KATHMANDU, Feb 17: Nepal's real estate market is showing signs of a slow but steady recovery, with the government collecting an additional Rs 2.25 billion in land revenue over the first seven months of the current fiscal year.
Data from the Department of Land Management and Archive (DoLMA) shows land revenue reached Rs 26.96 billion between mid-July 2025 and mid-February 2026. This is a notable increase from the Rs 24.71 billion collected during the same period last fiscal year.
Diversifying Government Revenue
However, the monthly momentum declined slightly in the seventh month. Revenue collection between mid-January and mid-February was approximately Rs 5 billion, a small dip from the Rs 5.17 billion recorded in the previous month.

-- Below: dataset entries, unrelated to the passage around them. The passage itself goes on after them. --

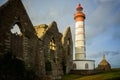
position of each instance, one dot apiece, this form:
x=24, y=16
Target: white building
x=80, y=62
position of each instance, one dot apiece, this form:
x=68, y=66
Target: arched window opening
x=86, y=66
x=52, y=44
x=74, y=66
x=16, y=30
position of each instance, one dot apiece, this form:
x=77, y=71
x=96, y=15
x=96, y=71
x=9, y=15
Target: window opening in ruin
x=52, y=44
x=86, y=66
x=48, y=67
x=16, y=30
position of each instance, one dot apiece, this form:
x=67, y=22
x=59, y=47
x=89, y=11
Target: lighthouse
x=79, y=18
x=80, y=62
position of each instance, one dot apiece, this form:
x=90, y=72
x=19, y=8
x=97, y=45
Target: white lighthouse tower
x=80, y=62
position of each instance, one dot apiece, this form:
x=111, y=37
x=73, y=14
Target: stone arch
x=52, y=44
x=86, y=66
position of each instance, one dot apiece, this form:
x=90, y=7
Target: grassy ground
x=110, y=75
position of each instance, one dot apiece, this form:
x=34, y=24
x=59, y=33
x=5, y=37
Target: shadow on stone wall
x=12, y=68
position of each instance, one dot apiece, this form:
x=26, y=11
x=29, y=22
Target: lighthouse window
x=52, y=44
x=86, y=66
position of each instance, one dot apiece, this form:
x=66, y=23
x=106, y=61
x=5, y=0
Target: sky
x=102, y=23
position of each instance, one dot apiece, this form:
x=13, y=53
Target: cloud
x=106, y=15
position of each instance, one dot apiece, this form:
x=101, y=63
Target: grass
x=114, y=74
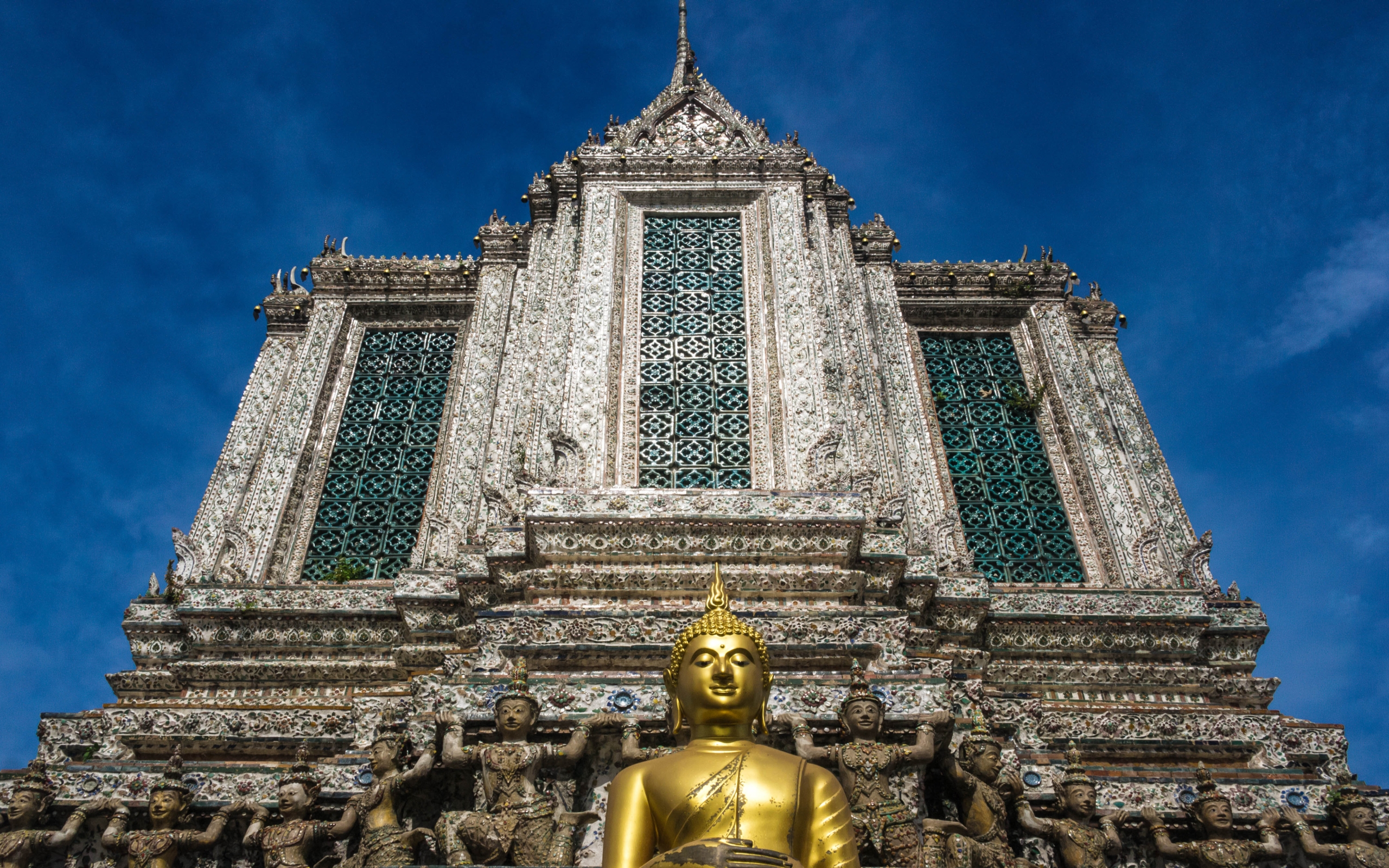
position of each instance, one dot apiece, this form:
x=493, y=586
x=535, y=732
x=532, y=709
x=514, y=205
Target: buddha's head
x=1352, y=812
x=517, y=710
x=860, y=714
x=299, y=789
x=978, y=753
x=170, y=797
x=1074, y=789
x=31, y=799
x=720, y=673
x=391, y=750
x=1210, y=807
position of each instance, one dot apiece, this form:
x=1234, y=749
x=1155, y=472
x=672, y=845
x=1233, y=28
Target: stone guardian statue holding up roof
x=882, y=822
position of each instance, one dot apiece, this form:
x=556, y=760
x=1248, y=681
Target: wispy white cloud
x=1352, y=284
x=1366, y=534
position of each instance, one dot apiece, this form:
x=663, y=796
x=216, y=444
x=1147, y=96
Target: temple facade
x=691, y=353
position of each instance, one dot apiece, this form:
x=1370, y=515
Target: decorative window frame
x=327, y=437
x=759, y=302
x=1072, y=481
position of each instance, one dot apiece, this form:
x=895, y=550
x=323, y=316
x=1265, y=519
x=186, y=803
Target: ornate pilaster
x=1097, y=442
x=453, y=510
x=585, y=402
x=197, y=551
x=246, y=539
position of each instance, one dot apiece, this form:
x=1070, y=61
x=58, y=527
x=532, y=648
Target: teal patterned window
x=1009, y=505
x=693, y=417
x=374, y=494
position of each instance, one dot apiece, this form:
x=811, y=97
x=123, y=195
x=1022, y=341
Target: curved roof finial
x=684, y=56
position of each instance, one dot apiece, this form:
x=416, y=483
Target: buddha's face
x=383, y=759
x=24, y=809
x=721, y=681
x=514, y=718
x=1078, y=800
x=862, y=718
x=1216, y=814
x=986, y=763
x=1362, y=822
x=294, y=799
x=164, y=807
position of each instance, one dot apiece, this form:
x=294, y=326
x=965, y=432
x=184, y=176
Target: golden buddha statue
x=725, y=802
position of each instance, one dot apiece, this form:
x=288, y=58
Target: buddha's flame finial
x=684, y=58
x=717, y=593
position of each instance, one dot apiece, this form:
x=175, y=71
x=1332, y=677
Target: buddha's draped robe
x=735, y=789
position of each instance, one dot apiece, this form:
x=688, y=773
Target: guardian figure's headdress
x=302, y=771
x=173, y=777
x=35, y=781
x=520, y=688
x=1206, y=790
x=1074, y=771
x=859, y=690
x=977, y=741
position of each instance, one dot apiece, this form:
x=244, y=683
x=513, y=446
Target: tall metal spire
x=684, y=56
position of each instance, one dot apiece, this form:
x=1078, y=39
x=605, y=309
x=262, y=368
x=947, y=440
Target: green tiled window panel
x=374, y=492
x=693, y=416
x=1013, y=519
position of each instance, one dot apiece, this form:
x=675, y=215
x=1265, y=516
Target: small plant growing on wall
x=1021, y=400
x=345, y=571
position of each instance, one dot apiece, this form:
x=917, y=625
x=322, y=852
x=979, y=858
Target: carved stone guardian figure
x=291, y=844
x=1216, y=816
x=1355, y=816
x=724, y=800
x=1078, y=842
x=170, y=802
x=23, y=841
x=973, y=775
x=520, y=825
x=384, y=841
x=882, y=824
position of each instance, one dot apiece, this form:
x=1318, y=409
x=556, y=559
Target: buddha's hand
x=721, y=853
x=789, y=720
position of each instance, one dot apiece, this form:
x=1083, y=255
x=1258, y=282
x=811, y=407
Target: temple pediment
x=691, y=118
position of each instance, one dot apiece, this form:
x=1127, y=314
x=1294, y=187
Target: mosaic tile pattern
x=693, y=416
x=380, y=470
x=1009, y=505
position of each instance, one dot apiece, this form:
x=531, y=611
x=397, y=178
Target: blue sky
x=1220, y=169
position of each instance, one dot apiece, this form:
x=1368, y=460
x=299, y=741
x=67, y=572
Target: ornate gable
x=690, y=116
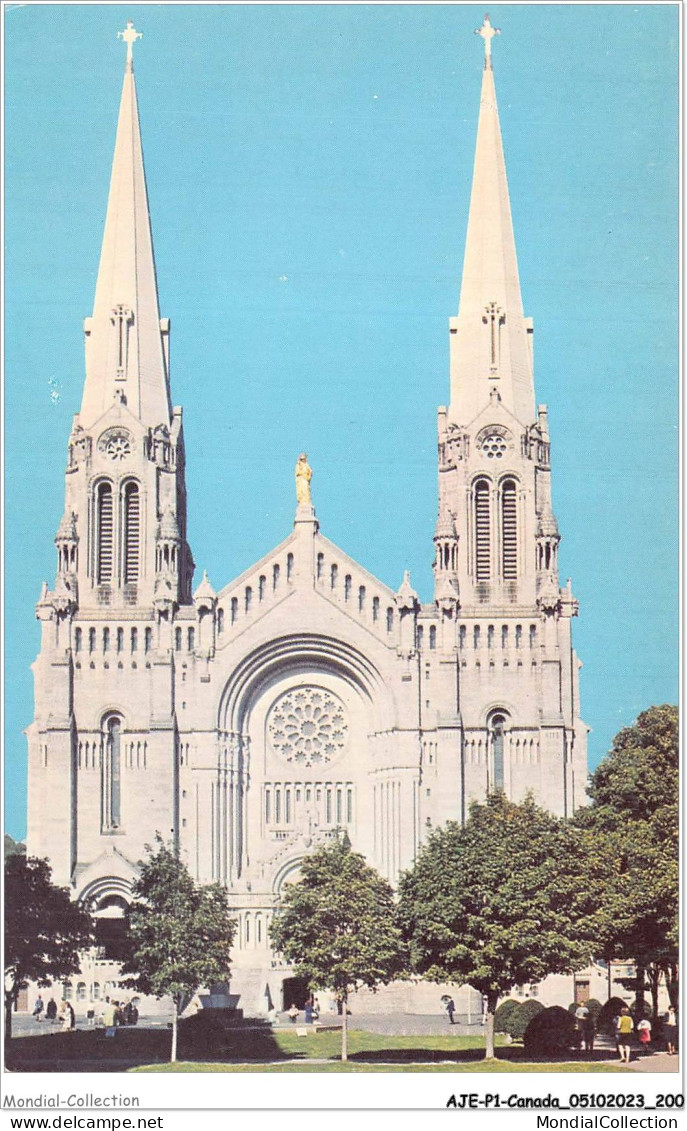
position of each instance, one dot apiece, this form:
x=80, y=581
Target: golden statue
x=303, y=474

During this latest period, 50,837 land plots were transacted nationwide. The Kathmandu Valley saw 4,873 of these transactions, with the Bhaktapur Land Revenue Office leading the way with 1,148 plots sold.
According to DoLMA, the market rebounded after the government lifted restrictions on land fragmentation in November. This policy shift caused a surge in transactions, with 51,632 plots changing hands between mid-November and mid-December—nearly double the volume of previous months.

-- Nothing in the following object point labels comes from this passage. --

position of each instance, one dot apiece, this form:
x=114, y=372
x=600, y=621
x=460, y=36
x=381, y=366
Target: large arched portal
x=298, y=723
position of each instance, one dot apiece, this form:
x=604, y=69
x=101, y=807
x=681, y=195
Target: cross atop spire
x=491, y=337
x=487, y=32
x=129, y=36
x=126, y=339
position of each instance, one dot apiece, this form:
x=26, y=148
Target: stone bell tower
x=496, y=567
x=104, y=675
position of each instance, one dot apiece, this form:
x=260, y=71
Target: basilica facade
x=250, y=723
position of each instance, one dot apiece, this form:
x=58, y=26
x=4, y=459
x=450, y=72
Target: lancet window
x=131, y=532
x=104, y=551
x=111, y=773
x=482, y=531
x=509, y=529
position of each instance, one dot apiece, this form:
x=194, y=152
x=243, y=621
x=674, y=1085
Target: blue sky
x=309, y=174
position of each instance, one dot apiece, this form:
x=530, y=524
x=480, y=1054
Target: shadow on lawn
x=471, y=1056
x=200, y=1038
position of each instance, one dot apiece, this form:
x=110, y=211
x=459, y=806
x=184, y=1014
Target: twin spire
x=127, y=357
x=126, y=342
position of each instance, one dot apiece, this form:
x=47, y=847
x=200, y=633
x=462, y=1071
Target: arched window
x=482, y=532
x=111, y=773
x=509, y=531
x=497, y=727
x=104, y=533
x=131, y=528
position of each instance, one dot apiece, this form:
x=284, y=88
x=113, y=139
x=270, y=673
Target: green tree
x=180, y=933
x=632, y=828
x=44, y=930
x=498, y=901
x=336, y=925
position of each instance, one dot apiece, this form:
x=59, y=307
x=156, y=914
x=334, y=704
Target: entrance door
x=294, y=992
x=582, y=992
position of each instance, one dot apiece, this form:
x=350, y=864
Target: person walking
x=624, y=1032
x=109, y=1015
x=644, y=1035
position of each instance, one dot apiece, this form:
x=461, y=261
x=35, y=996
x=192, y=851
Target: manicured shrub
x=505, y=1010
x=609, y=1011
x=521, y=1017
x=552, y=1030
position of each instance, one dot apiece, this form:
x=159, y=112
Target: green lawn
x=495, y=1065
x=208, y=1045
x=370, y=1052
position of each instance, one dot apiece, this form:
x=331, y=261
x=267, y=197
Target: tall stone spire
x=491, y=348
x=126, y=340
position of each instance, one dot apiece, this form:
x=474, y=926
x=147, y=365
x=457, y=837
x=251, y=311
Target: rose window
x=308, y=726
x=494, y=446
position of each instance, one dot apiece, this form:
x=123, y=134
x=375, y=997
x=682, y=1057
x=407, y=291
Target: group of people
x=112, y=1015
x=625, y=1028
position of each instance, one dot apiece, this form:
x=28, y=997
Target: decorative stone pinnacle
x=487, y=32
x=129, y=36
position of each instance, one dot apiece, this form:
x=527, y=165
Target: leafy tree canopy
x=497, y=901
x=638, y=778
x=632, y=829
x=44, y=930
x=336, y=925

The real estate sector had been sluggish in recent years due to a broader economic slowdown and the government's initiative to reclassify land into categories like agricultural, residential, commercial, and industrial. To address delays in finalizing this land-use categorization, the government amended the Land Use Regulations 2022. The third amendment temporarily permits land fragmentation and sets a new deadline of mid-July 2026 to complete the classification process, providing much-needed clarity to the market.